We see the future of location data providing a much more nuanced and detailed perspective for a variety of uses, from transportation planning to advertising. As our world gets increasingly connected through emerging technologies that become mainstream, location data will become much more prevalent as it stems from various new sources. The most common type of location data now is the mobile signal, but car sensor data and multiple types of Internet of Things-connected devices are also becoming more common.
Home assistant devices alone—Amazon’s Echo, Google’s Home and the Nest Thermostat, for example—have have recently exploded in popularity. According to McKinsey, the number of connected homes in the US has gone from 15 million in 2015, to 22 million in 2016, to 29 million in 2017. That’s 30% year-over-year growth.
Growth among IoT and connected cars is only expected to continue in the coming years. Cisco’s 2018 Visual Networking Index notes “machine-to-machine (M2M) connections that support IoT applications will account for more than half of the world’s 28.5 billion connected devices by 2022,” according to ZDNet. “By 2022, the connected home vertical will account for the bulk of total M2M connections, while connected cars will show the fastest growth, with a 28% compound annual growth rate.”
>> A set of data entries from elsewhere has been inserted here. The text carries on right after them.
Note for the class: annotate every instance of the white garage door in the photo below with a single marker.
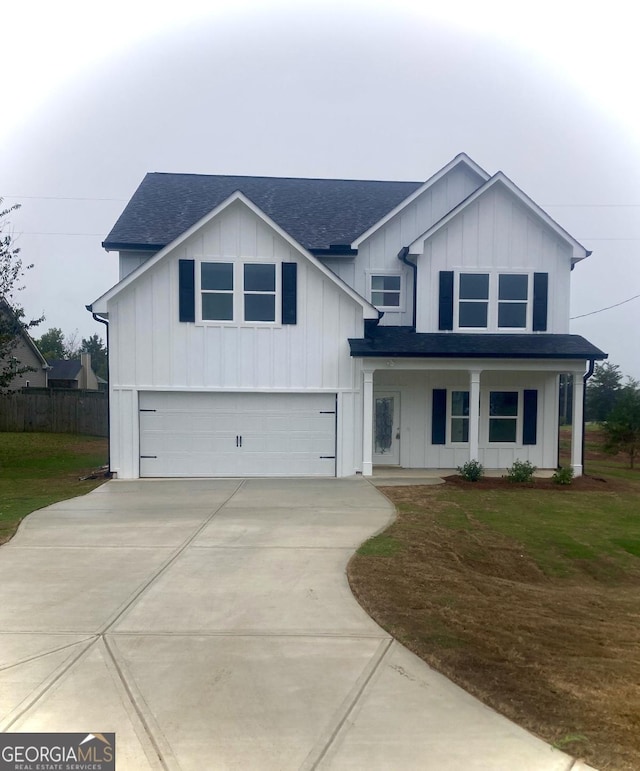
(237, 434)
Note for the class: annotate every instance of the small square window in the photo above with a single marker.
(385, 291)
(217, 306)
(473, 305)
(216, 275)
(259, 292)
(216, 285)
(259, 278)
(474, 286)
(513, 287)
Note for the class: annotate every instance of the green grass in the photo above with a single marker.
(558, 529)
(38, 469)
(379, 546)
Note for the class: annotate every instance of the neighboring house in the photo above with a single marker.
(271, 326)
(73, 373)
(24, 353)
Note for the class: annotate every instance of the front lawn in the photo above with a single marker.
(39, 469)
(527, 596)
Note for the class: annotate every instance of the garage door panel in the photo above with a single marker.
(239, 434)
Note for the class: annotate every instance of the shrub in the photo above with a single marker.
(471, 471)
(563, 475)
(521, 471)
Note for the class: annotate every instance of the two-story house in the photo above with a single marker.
(278, 326)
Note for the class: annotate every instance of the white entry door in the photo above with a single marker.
(386, 428)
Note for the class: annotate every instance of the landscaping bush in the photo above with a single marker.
(521, 471)
(471, 471)
(563, 475)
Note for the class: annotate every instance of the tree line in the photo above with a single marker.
(615, 404)
(53, 344)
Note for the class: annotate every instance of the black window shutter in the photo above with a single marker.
(187, 291)
(540, 294)
(289, 293)
(530, 417)
(439, 416)
(445, 305)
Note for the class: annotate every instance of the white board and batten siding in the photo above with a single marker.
(378, 254)
(496, 233)
(155, 352)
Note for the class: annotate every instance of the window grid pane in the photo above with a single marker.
(474, 286)
(217, 306)
(512, 315)
(472, 314)
(502, 429)
(259, 292)
(503, 403)
(385, 291)
(216, 275)
(459, 429)
(259, 278)
(259, 307)
(513, 286)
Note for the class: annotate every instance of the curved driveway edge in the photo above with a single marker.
(209, 623)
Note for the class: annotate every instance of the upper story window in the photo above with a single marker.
(493, 301)
(244, 292)
(259, 292)
(386, 291)
(216, 285)
(473, 307)
(513, 293)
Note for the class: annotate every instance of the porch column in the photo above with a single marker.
(577, 425)
(367, 423)
(474, 414)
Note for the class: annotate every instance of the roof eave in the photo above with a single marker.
(460, 158)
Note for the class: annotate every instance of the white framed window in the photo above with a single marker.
(385, 290)
(494, 301)
(216, 291)
(504, 414)
(513, 296)
(459, 417)
(259, 286)
(473, 301)
(243, 292)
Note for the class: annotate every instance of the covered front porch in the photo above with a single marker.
(435, 415)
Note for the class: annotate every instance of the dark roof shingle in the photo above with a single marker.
(404, 342)
(318, 213)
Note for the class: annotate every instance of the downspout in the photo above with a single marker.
(106, 323)
(592, 366)
(402, 256)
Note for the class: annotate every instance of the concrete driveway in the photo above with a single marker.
(211, 626)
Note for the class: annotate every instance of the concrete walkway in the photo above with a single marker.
(211, 626)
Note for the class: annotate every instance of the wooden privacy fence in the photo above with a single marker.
(57, 411)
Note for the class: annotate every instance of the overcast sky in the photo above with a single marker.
(97, 95)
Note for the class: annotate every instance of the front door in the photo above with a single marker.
(386, 428)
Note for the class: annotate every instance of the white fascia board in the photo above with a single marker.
(460, 158)
(579, 251)
(100, 305)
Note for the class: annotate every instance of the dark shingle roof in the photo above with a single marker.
(64, 369)
(404, 342)
(318, 213)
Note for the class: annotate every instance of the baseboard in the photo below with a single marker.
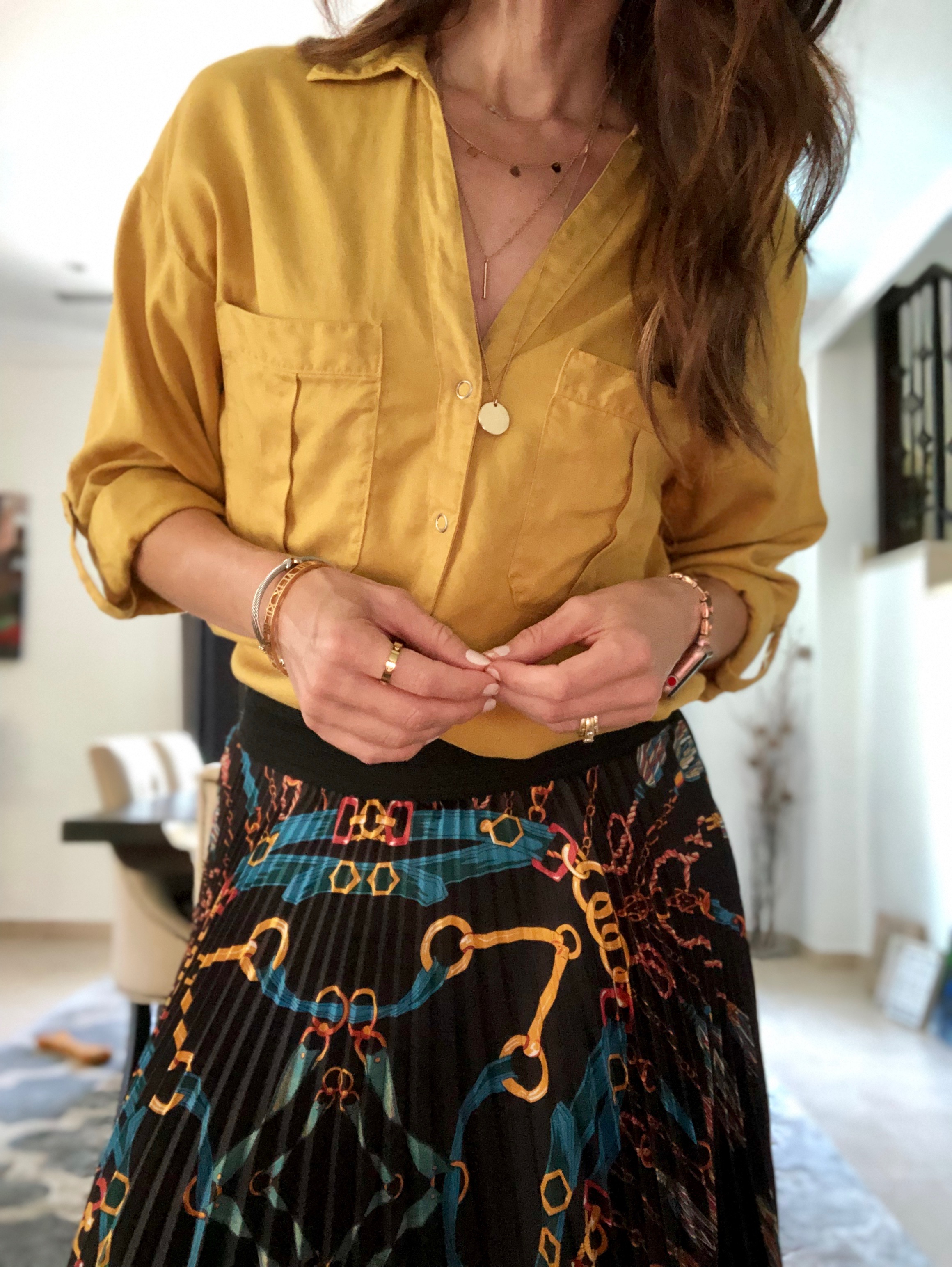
(57, 931)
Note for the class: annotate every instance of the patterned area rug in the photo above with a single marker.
(55, 1118)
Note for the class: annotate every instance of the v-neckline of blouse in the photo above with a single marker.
(536, 296)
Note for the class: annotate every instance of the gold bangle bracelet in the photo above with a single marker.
(274, 605)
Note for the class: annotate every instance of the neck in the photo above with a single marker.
(531, 59)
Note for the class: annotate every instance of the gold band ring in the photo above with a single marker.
(396, 648)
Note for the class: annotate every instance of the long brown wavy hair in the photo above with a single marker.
(732, 99)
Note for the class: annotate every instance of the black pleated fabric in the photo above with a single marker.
(508, 1029)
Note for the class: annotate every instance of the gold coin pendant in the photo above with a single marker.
(495, 417)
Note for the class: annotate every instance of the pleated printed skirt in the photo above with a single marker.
(515, 1031)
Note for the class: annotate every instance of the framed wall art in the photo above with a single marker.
(13, 557)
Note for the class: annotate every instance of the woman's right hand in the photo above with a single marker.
(335, 633)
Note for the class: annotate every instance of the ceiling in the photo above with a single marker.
(87, 87)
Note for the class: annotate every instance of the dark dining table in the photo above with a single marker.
(136, 834)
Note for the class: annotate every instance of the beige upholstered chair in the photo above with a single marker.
(206, 810)
(149, 932)
(181, 755)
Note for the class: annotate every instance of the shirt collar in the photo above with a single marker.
(407, 56)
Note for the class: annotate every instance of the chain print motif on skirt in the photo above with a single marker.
(509, 1031)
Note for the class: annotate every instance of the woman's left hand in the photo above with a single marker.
(634, 634)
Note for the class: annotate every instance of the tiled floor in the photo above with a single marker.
(39, 971)
(883, 1094)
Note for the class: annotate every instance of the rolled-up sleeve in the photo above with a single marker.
(742, 516)
(151, 448)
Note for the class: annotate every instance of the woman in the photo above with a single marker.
(494, 310)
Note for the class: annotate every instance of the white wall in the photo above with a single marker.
(82, 675)
(871, 833)
(907, 747)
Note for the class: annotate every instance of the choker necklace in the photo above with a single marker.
(474, 151)
(494, 416)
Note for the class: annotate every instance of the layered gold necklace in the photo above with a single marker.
(494, 416)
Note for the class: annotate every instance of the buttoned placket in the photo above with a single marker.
(455, 341)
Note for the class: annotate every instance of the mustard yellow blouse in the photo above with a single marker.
(293, 348)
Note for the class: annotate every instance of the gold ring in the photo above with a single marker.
(396, 648)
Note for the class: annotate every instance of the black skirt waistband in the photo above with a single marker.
(275, 735)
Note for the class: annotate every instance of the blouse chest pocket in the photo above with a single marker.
(582, 479)
(298, 429)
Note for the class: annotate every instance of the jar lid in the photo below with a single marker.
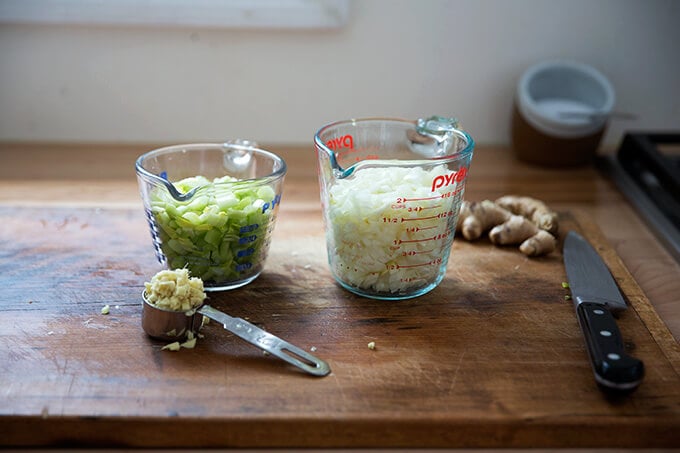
(565, 98)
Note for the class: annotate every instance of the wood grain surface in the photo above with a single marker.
(493, 357)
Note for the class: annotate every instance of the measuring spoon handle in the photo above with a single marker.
(268, 342)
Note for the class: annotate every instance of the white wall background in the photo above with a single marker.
(393, 58)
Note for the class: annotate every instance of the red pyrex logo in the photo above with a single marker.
(346, 141)
(445, 180)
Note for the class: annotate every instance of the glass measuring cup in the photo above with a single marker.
(390, 192)
(212, 208)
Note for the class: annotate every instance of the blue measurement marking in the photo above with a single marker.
(249, 228)
(243, 267)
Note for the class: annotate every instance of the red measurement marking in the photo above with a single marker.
(405, 200)
(420, 218)
(401, 241)
(416, 229)
(399, 266)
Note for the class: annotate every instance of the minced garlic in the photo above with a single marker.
(175, 290)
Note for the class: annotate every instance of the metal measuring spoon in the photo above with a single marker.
(173, 325)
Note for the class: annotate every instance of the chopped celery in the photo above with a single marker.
(220, 233)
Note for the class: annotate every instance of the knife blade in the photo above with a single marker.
(595, 295)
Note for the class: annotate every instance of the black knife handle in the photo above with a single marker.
(613, 368)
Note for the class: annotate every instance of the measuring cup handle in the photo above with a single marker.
(268, 342)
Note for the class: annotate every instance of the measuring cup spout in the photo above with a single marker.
(390, 192)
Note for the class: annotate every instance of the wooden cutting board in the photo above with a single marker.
(493, 357)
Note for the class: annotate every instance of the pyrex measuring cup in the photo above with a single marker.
(391, 191)
(212, 208)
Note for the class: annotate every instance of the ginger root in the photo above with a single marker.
(511, 220)
(533, 209)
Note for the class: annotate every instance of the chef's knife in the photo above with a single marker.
(596, 295)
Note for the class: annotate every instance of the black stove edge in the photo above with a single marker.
(663, 229)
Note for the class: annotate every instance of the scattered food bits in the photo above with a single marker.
(189, 344)
(171, 347)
There will be a surge of location data in the next five years, and analysts and those looking to target consumers will welcome the addition of machine learning and AI to help make sense of this trove of information.
Use Cases for Location Data and AI in Segmentation
There are a number of future use cases for AI and how it can augment and improve a number of segmentation and personalization practices as it relates to location data, and how that can be applied or layered on with other ad tech partners. Several use cases, such as media buying and planning, when paired with location data and AI, enable advertisers, DSPs and other players to measure campaign performance, operational efficiency, the ability to make decisions in real-time during campaigns, and ultimately improve ROI.
Media buying and planning: Agencies and brands have been using AI, for example, for automated ad buying to find cheaper inventory and determine which bids they were unlikely to win.
Audience analysis and campaign performance: The market continues to apply AI to analyze audience insights, at scale, when they are served ads. After all, a person’s location when consuming any experience, including ads, is critical to understanding how it performs. For example, a video ad running on the Pandora app won’t do much good if the person is using Pandora while driving.